Even so, AI-related investment and spending continue to support growth. The prevailing view is that the U.S. may experience a short-term moderation rather than a broad-based recession. The stronger U.S dollar – still the anchor of commodity pricing – could in turn lift competitiveness for emerging market suppliers, prompting what some are wryly referring to as MREWGA, i.e. ‘making the rest of the world great again.’
India steps into the demand gap
India’s growth hit an inflection point in 2022, especially in metals. Copper demand has surged as many young people enter the labour force and drive industrial expansion. One third of India is urbanised today, and that is projected to reach 51% by 2050. Underlying oil demand in India already rivals China.
India was a net importer of steel in the third quarter of this year, which was an important support for prices. Indian steel mills are currently relatively small but the country is expected to become a net importer of iron ore with domestic production impacting global prices by 2028, a shift with global pricing implications.
India’s rise is more than a growth story. It is redrawing the trading clock. As Asian demand shapes global benchmarks, liquidity is increasingly migrating to markets that operate in the region’s time zone.
Asia’s trading sets the tone
Commodities trading begins in Asia and reference prices set on SGX are increasingly used worldwide. The 5.30 p.m. Singapore settlement window is now the most active of the day as London desks use it as forward marker and US desks use the price as a real-time reference during active trading hours, enabling them to better align with Asian flows. With increased interest in index investing and to serve overlapping sessions, SGX added an 11 p.m. reference price in Singapore time, linking regional fundamentals with global liquidity.
“Commodities remain an intensely connected global market. Price shocks in one region ripple across others almost instantly,” said Tan Tee Yong, Head of Commodity Derivatives, SGX Group. He added: “In such an environment, market participants need to price, hedge and manage risk with precision and speed. That’s why having transparent, centrally cleared benchmarks in Asia’s time zone matters, they anchor confidence across the global trading day.”
Performance of iron ore, the world’s most traded dry bulk commodity, remains highly correlated with the Chinese economy. Iron ore is China’s single most important import and a bellwether for Asia’s economy. As such, SGX iron ore contracts have become an increasingly global product with interest from financial market participants and approximately 31% of trading volume comes from Europe and the U.S. as the market is traded as an asset class in its own right. SGX iron ore contracts today trade at multiples of the seaborne physical market, giving investors a benchmark on par with oil.
Petrochemicals are following a similar trajectory. Benzene, paraxylene and methanol flows, sensitive to freight costs and China’s export cycles, are giving traders early signals on margins and competitiveness, often before Europe reacts.
In freight, roughly one third of trading volumes now come from financial players expressing macro views on trade policies while leveraging freight’s low correlation with other asset classes for portfolio diversification purposes. Disruptions such as those in the Red Sea and droughts affecting the Panama Canal have injected volatility and pushed up voyage prices. These effects were further intensified by U.S. tariffs and Chinese port charges, adding layers of uncertainty for the shipping industry.

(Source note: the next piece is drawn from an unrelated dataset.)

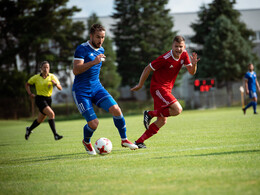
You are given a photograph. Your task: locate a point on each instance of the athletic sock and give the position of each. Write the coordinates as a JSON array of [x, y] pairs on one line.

The result: heavier hedging and higher derivatives activities across SGX’s steel, freight and virtual-vehicle complexes, as traders manage global macro risk through commodities exposure.

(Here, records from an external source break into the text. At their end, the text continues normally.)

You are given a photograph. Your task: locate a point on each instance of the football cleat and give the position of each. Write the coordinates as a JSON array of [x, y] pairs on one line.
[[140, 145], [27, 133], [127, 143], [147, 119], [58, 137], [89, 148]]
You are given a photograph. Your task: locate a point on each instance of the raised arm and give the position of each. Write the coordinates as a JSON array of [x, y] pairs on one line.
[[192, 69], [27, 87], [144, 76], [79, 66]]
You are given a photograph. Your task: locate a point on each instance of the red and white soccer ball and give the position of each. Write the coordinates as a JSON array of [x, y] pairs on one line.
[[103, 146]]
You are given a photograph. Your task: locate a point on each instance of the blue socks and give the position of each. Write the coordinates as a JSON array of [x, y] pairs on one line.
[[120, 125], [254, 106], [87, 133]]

SGX’s September data underscores Asia’s rising role in shaping global market benchmarks. Derivatives trading climbed 6% year-on-year to 30.6 million contracts, with commodities leading the charge. Overall commodity derivatives volume hit a record 5.4 million contracts, up 77% year-on-year, driven by iron ore futures surging 85% and strong gains across freight, petrochemicals, and rubber. This broad-based momentum signals that global investors are increasingly looking to Asia—not just for regional cues, but for benchmarks that influence the pace of international markets.